When we generate an image, the API returns the number of tokens it used, so we can combine it with the above information to know exactly how much it costs. 

We can display the amount of tokens used by printing out the usage field of the result:

```python
img = client.images.generate(
  model="gpt-image-1",
  prompt=prompt,
  background="transparent",
  n=1,
  quality="medium",
  size="1024x1024",
  moderation="auto",
  output_format="png",
)
# Add this to see the usage
print("Prompt tokens:", img.usage.input_tokens_details.text_tokens)
print("Input images tokens:", img.usage.input_tokens_details.image_tokens)
print("Output image tokens:", img.usage.output_tokens)
```

Output:

```bash
Prompt tokens: 8
Input images tokens: 0
Output image tokens: 272
```
 

## Conclusion

Despite a few shortcomings from the API, like masking and transparency not being reliable enough, the model can execute with high precision the instructions provided in the prompt.
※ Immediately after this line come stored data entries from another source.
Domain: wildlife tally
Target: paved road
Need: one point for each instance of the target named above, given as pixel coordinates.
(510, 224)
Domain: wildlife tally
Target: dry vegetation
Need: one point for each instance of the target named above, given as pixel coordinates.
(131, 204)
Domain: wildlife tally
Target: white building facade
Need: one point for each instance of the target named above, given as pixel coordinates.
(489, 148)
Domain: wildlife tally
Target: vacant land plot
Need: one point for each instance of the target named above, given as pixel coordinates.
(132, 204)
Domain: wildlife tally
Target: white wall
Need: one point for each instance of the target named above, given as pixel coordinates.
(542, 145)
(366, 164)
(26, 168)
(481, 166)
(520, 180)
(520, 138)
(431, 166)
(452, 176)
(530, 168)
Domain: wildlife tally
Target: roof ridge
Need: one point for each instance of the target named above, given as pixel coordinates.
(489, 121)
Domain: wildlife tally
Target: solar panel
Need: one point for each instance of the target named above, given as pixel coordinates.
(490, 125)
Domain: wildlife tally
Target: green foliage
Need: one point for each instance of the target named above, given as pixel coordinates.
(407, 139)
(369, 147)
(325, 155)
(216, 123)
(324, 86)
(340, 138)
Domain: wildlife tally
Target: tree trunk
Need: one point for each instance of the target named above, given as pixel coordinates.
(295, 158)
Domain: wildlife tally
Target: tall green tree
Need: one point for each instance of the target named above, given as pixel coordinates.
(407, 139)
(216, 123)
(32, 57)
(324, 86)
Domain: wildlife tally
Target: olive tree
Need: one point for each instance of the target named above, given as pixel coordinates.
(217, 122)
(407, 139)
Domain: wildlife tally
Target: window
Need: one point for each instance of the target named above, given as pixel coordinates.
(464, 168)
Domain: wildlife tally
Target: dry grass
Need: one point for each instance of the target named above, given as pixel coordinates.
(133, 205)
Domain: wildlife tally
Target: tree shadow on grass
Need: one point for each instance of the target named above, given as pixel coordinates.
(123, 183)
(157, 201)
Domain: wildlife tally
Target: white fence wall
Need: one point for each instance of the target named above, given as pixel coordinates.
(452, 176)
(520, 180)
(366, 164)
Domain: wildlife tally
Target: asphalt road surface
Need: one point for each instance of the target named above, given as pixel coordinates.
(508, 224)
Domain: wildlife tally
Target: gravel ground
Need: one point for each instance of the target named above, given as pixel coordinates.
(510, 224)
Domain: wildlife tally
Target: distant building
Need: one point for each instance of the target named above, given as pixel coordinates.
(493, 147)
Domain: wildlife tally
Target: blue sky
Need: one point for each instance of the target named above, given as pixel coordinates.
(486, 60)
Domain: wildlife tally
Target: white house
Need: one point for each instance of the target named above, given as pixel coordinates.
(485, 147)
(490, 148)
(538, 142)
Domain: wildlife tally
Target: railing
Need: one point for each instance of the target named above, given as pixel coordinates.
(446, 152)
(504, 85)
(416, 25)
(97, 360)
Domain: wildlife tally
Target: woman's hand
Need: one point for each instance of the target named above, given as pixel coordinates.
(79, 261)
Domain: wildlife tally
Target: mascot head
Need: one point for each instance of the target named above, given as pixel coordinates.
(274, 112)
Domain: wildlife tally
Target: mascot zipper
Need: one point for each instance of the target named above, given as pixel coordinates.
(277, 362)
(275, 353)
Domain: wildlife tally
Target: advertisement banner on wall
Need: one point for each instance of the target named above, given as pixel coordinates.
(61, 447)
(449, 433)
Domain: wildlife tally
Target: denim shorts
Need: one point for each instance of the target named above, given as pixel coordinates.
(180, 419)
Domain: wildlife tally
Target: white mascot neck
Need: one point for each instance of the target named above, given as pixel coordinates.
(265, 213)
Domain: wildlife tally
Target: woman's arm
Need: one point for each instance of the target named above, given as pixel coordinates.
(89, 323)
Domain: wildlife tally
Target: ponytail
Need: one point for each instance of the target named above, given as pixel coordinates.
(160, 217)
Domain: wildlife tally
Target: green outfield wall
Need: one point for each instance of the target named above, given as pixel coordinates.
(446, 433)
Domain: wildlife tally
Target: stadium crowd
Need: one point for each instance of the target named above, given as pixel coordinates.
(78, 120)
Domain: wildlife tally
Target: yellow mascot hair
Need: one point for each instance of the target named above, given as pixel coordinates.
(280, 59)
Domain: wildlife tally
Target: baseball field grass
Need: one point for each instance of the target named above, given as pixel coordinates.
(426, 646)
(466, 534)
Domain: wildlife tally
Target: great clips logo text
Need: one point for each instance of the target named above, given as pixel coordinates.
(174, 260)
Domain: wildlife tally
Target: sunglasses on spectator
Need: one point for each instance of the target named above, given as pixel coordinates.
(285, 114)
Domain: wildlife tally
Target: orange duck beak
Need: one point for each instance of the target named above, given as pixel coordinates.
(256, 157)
I think this model opens up many possibilities for building around it. In this tutorial, we learned the basics of how to use it. Here are a few ideas you might wanna explore to build on top of what you learned here:

* Streamlining the conversion of phone food photos into beautiful food photography to be used by restaurants in their menus.
* Based on a photo of a friend or a selfie, create a sticker pack expressing several emotions to be used in chat apps.
* Create a tool that, given the descriptions of individual scenes, creates a comic book strip from those scenes.